#include<bits/stdc++.h>
using namespace std;
int main () {
long long x,y;
cin >> x >> y;
long long ans = 0;
bool first = false;
for(int i = 18; i >= 0 && y != x; i--){
//(1 & 5>>2)
int x_bit = ((x>>i)&1);
int y_bit = ((y>>i)&1);
if(first == false && y_bit == 1){
first = true;
if(x_bit == 0){
ans += (1 << i);
}
continue;
}
if(first){
ans += (1 << i);
}
}
cout << ans << endl;
return 0;
}
what is wrong in this logic, i am not getting which test case is failing
hi @mehul.narendra.dubey here is the code that uses the hint given in the video. I am not sure what exactly is the logic you are using, so please explain it a bit if you need help with that. Also, please save your code on ide.codingblocks.com and share the link, for future reference.

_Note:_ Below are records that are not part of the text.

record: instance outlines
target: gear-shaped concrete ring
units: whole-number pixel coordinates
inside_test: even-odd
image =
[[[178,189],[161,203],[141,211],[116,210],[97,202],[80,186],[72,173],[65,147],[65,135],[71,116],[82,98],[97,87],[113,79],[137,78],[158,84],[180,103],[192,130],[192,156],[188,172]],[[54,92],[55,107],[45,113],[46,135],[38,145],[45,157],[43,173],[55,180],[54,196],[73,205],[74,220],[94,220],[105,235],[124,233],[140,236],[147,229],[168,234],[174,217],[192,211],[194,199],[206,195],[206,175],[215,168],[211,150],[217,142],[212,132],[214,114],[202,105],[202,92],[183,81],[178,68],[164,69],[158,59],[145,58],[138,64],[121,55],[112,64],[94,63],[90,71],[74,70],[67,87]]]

suppose i have two numbers 13 and 7 , these are my boundaries
13 --> 1 1 0 1 , 7 --> 0 1 1 1 , bit number 4 will make xor 1, so 1<<3 will be in my ans, and after that all the bits i can make it one, that is the reason after that i am adding all the powers of 2
@mehul.narendra.dubey you are thinking in the right direction, I am using the same logic. (finding the left most bit that is not the same, and making all the bits after that 1 so that the answer looks something like 00…1111) remember that you make the bit that is uncommon 1 as well. For example for 5 and 6
101
110 the first differing bit from the left is the second bit from the right
so our answer will become 0000…11, ie 3
SO to summarise, find the left most differing bit, and make all the bits, including that bit 1, and all the bits to the left of that bit 0.